The pharmaceutical industry has a simple tool at its disposal to lower health care costs for patients: It can simply reduce the prices they set for prescription drugs. Instead, the industry uses the market power granted by its patents to keep drug prices high, and when those expire pharmaceutical companies often resort to various machinations to keep the cost of brand-name medicine high.
For instance, drug companies often offer copay coupons to steer patients away from cheaper generic options with the promise of deep discounts for their own, more expensive medicine. Then, once the patient has become accustomed to using their product, it stops honoring the coupons and leaves the patient with significant out-of-pocket costs. It also forces the employer or health plan to cover the rest of the cost of the expensive drug, which ultimately leads to higher insurance costs for everyone.
However, pharmacy benefit managers (PBMs) have figured out how to help patients and employers maximize the value of these copay coupons through cost relief programs (which are sometimes referred to as “co-pay accumulator programs”) that limit some of the pharmaceutical companies’ more egregious strategies.

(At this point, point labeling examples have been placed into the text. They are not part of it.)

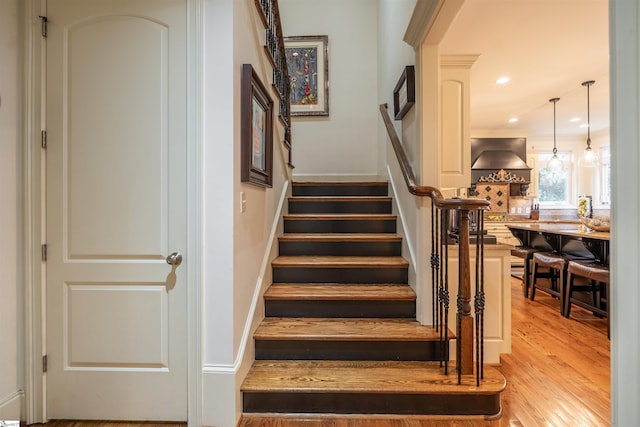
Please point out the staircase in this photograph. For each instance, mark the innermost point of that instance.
(340, 334)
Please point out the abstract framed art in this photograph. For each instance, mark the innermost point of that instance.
(308, 65)
(404, 94)
(256, 134)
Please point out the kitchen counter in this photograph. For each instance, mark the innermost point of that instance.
(571, 240)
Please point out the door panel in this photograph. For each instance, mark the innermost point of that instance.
(116, 207)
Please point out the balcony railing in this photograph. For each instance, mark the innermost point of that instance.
(275, 53)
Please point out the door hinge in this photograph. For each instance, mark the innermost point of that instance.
(44, 25)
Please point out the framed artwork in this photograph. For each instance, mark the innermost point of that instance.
(308, 65)
(404, 94)
(256, 134)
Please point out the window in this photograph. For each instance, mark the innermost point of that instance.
(605, 176)
(554, 186)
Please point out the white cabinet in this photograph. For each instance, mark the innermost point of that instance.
(497, 287)
(504, 236)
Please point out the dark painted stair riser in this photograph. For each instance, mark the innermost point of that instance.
(342, 308)
(373, 403)
(340, 275)
(380, 189)
(346, 225)
(315, 206)
(340, 248)
(348, 350)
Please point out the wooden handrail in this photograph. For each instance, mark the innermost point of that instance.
(410, 179)
(439, 260)
(405, 166)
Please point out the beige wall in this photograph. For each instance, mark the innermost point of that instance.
(345, 143)
(237, 246)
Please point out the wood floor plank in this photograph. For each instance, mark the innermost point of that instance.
(331, 291)
(338, 329)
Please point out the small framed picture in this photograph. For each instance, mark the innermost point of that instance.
(256, 132)
(404, 94)
(308, 65)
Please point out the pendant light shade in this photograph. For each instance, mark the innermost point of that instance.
(589, 158)
(555, 163)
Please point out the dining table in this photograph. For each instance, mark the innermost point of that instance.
(571, 240)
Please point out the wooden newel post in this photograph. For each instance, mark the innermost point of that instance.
(464, 339)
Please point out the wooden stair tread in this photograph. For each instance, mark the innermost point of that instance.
(344, 329)
(340, 261)
(398, 377)
(340, 237)
(341, 183)
(334, 216)
(340, 198)
(332, 292)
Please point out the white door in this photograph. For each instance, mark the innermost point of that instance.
(116, 318)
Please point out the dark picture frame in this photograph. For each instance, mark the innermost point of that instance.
(404, 94)
(308, 66)
(256, 134)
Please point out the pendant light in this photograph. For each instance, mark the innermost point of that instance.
(589, 158)
(555, 163)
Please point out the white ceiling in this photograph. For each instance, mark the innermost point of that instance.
(547, 48)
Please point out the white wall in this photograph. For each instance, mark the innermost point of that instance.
(393, 56)
(624, 18)
(10, 223)
(345, 143)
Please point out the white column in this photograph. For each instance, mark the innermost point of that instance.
(624, 16)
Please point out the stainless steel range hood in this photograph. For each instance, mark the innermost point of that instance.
(495, 160)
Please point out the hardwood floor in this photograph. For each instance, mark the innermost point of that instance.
(557, 375)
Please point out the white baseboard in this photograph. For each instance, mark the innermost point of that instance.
(11, 406)
(219, 396)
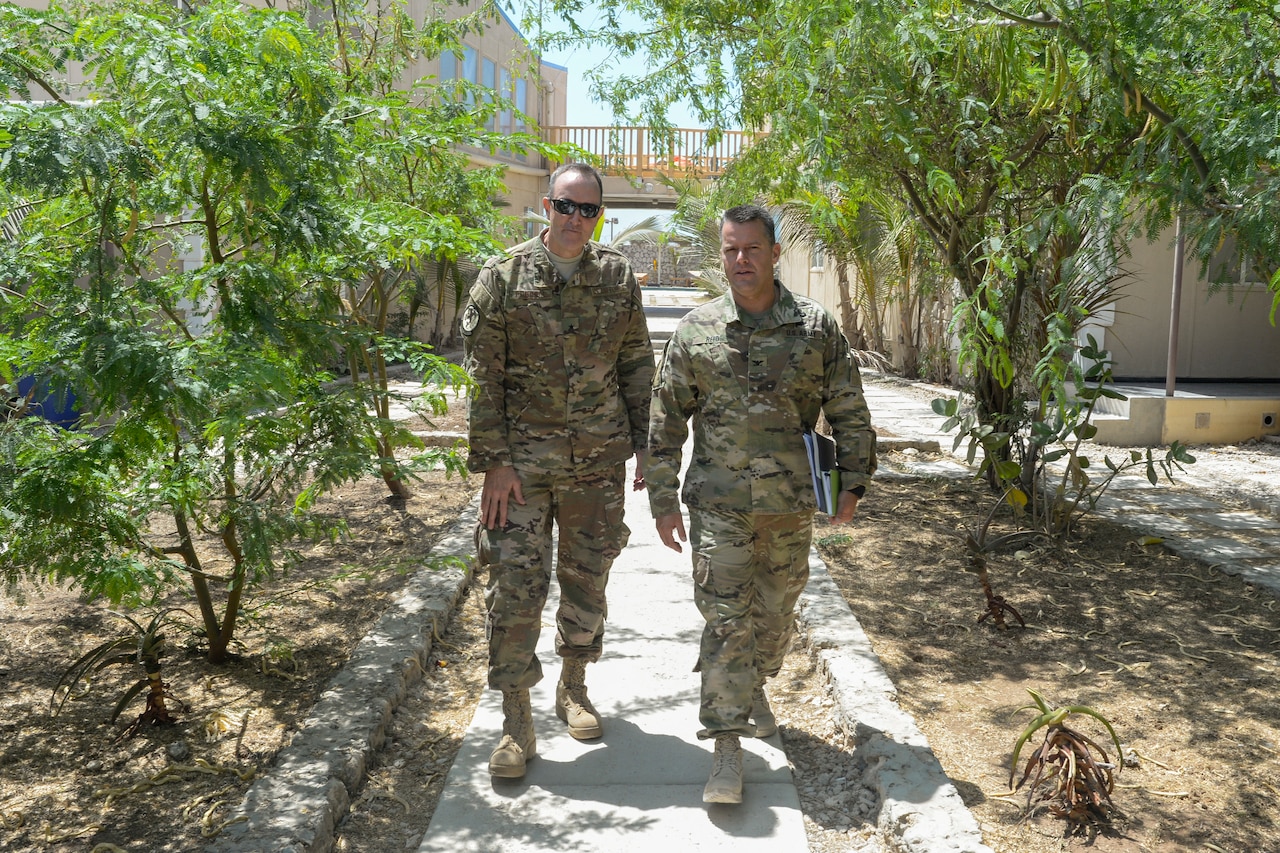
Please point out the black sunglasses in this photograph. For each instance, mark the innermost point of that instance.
(566, 208)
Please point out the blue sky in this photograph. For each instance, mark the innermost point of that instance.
(583, 110)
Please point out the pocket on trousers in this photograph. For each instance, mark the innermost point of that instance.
(702, 570)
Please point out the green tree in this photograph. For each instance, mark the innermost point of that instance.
(1018, 138)
(200, 224)
(416, 209)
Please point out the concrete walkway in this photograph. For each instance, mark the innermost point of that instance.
(639, 788)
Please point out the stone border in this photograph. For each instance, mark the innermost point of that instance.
(920, 810)
(297, 804)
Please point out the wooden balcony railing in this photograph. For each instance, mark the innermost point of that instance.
(634, 153)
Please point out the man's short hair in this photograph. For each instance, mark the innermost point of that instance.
(744, 214)
(581, 168)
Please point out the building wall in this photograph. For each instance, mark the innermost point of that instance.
(1219, 336)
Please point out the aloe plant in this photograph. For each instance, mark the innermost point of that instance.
(1064, 772)
(144, 646)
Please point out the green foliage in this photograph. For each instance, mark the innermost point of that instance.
(222, 213)
(1041, 460)
(1019, 140)
(1064, 771)
(142, 647)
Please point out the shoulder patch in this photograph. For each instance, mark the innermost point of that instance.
(470, 318)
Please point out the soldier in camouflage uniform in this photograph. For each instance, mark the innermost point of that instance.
(753, 369)
(558, 347)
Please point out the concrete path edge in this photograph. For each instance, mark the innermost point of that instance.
(920, 808)
(297, 804)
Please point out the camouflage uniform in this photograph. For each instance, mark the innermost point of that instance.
(563, 372)
(752, 386)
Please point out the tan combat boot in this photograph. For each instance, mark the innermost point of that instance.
(519, 743)
(762, 715)
(571, 702)
(726, 781)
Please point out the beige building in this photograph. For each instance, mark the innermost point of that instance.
(499, 59)
(1226, 378)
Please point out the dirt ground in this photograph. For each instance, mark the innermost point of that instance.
(1179, 657)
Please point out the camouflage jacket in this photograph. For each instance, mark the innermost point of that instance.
(752, 393)
(562, 369)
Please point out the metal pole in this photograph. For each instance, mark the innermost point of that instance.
(1171, 368)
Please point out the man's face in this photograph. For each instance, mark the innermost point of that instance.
(749, 256)
(570, 232)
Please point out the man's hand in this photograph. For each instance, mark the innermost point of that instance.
(501, 484)
(845, 509)
(668, 528)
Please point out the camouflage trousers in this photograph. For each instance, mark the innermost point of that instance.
(749, 570)
(586, 510)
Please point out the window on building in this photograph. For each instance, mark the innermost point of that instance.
(507, 91)
(469, 71)
(521, 103)
(489, 80)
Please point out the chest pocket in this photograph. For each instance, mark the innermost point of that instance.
(597, 316)
(534, 324)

These programs shield patients from being responsible for paying the full list price of the drug once the coupon is revoked.

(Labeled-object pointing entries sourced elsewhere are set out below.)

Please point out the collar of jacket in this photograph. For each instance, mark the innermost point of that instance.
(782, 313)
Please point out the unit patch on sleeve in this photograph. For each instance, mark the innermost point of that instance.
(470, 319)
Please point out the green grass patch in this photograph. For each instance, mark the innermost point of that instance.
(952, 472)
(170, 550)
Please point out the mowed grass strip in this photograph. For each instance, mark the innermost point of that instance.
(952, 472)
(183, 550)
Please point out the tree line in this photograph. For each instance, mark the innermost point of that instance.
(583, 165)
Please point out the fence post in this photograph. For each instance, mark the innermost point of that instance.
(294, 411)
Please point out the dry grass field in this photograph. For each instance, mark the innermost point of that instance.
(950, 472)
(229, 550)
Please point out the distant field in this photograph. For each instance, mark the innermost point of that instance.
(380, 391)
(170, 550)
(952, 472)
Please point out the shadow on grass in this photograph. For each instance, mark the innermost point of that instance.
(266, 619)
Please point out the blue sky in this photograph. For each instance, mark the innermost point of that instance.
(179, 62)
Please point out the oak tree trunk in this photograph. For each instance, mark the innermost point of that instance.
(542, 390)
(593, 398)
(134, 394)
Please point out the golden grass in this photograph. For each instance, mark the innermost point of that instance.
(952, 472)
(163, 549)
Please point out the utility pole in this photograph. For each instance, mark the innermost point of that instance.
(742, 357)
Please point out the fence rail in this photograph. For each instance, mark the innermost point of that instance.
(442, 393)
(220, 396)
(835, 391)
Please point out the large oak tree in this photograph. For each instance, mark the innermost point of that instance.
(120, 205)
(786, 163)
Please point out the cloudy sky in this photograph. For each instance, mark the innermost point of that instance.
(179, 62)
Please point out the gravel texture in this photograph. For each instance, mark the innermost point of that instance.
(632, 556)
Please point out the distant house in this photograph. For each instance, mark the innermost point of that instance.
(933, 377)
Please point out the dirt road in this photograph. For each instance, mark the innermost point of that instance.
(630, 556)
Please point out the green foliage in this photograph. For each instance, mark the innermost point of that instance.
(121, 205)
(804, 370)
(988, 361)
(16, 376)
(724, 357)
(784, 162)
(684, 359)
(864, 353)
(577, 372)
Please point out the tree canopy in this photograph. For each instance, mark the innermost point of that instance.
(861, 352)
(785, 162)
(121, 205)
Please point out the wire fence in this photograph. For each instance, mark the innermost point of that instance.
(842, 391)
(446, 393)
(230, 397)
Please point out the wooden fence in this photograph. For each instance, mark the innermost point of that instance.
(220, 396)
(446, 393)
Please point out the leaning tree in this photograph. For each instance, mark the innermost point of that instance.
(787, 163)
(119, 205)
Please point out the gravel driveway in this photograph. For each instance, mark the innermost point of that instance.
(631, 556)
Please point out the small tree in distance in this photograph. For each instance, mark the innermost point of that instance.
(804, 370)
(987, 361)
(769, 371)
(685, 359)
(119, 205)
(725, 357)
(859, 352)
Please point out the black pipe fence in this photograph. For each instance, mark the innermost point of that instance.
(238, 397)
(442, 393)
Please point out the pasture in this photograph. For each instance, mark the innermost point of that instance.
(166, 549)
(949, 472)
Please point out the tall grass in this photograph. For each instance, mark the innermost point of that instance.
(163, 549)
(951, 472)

Last year, the drug industry lobbied for passage of a bill in the Ohio legislature that would prohibit these cost relief programs used by PBMs to combat Big Pharma’s pricing games. The main impact of the legislation would have been to increase drug company profits while increasing medical costs for everyone else. Fortunately, Ohio Senators declined to pass the bill and seem disinclined to vote for it this session as well.
Drugmakers are pushing lawmakers to ban these essential cost relief programs in other states as well.
Instead of making an already dubious system even more advantageous for drug companies, lawmakers should focus on measures that actually lead to lower costs for patients. For instance, while the use of copay coupons is already banned in Medicare and Medicaid, lawmakers could go a step further and simply ban drug companies from using them in the commercial health insurance market. Research shows that such a step could lower spending on prescription drugs by over $1 billion a year.
At the very least, lawmakers should require drug companies that offer copay coupons to do so for the entire year, so patients do not get hit with a surprise bill--which invariably comes at the end of the year--and there could also be much more transparency in the process: For instance, drug companies could be forced to disclose how much they spend each year on pricing promotions like copay coupons, as well as inform health plans when their patients enroll in such offers.
Healthcare inflation reached an all-time high in 2022. Banning cost relief programs used by PBMs would only worsen that problem.